Talons aiguilles rouges, filet en guise de tee-shirt, « kalachguitare » : le ton est donné. Dans Rosa la rouge, les femmes se battent. Elles bâtissent, se montrent, revendiquent ; la « kalachguitare » est fabriquée dans le clip de « Rosa la rouge », le morceau titre : c’est une kalachnikov à laquelle on a greffé des cordes de guitare. Claire Diterzi en joue pendant le spectacle : elle est Rosa, Claire et femme. La chanteuse n’incarne pas à proprement parler Rosa Luxemburg, elle l’évoque plutôt, la convoque sur scène à travers images et sons. Un coucou, un chœur, une maison de poupée verte et rose, une machine à écrire, un rideau noir, Spartacus, un journal intime, des oiseaux, des chaussures rouges, le ciel bleu, la révolution, de la lingerie de guerre, une prison, un stylo-plume, un ballon rouge, un ordinateur, une cape rouge, un pipeau… Cette accumulation de détails hétéroclites trouvent leur cohérence dans une dramaturgie en noir et rouge et une mise en scène high tech aux grands moyens : vidéo, écrans translucides, fond sonore enregistré, DJ live… - mise en scène qui aurait pu être pesante si elle n’était entièrement orchestrée en musique.

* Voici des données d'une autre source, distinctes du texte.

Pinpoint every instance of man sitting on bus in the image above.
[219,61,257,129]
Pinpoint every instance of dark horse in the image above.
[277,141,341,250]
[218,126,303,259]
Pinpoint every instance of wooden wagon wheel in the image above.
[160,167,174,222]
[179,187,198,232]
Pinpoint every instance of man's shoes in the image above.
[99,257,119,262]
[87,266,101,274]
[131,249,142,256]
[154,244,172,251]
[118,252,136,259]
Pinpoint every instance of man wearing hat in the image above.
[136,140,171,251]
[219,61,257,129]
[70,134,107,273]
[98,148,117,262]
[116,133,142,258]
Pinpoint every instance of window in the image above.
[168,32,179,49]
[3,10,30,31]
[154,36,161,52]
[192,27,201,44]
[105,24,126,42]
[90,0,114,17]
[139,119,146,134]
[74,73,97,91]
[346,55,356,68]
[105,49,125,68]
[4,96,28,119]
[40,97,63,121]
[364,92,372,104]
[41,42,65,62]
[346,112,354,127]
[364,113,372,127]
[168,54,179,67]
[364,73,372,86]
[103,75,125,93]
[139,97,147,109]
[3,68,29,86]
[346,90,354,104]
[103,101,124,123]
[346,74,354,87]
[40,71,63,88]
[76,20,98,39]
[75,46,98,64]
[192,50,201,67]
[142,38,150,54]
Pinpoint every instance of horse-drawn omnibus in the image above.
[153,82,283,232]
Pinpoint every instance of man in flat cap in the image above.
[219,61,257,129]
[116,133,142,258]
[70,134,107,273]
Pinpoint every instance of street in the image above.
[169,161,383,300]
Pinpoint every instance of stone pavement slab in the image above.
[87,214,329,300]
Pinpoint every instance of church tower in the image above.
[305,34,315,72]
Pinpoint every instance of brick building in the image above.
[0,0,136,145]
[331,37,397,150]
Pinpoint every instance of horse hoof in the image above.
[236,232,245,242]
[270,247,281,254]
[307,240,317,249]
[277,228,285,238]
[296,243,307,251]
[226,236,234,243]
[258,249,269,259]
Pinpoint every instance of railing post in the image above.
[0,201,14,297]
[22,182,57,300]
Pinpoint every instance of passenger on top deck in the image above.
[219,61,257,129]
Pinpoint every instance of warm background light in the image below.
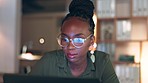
[141,42,148,83]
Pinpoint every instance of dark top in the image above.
[29,50,119,83]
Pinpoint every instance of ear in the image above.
[89,36,95,50]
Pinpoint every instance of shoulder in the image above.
[95,50,109,59]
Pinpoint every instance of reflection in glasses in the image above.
[57,34,92,48]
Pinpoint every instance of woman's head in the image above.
[61,0,95,34]
[59,0,95,63]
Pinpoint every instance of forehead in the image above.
[61,17,90,36]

« Ce que j’ai sur le cœur, je l’ai sur les lèvres. » Le titre de la septième chanson de l’album Rosa la rouge est un acte de foi. On aurait pu parler de comédie musicale, mais ç’aurait été manquer sa part d’inextricable. Si les chansons sont suffisamment marquées pour qu’on puisse en distinguer le début et la fin, elles ne donnent pas l’impression d’une enfilade qui prendrait la trame dramatique pour prétexte. Elles participent de cette trame. Que Claire Diterzi chante ou parle, les effets de lumière, de son et les images ne changent pas (elle porte un micro en permanence). Sa voix est travaillée, modifiée en temps réel : étrangéisée, petite-fille-isée ou bruitisée. Tantôt ce sont des oiseaux que l’on entend, tantôt une femme mariée à un Lambert Wilson virtuel et manipulé comme un pantin dans une maison de poupée (« Aux marches du palais »), ou encore une célibataire, amante et mère. Superbe tirade à l’avant-scène où la chanteuse semble se dévoiler en même temps qu’elle lève le voile sur l’un des aspects de la condition féminine : sous couvert de libération, elle doit être maintenant une wonder woman, accomplie au travail, à la maison, et au lit.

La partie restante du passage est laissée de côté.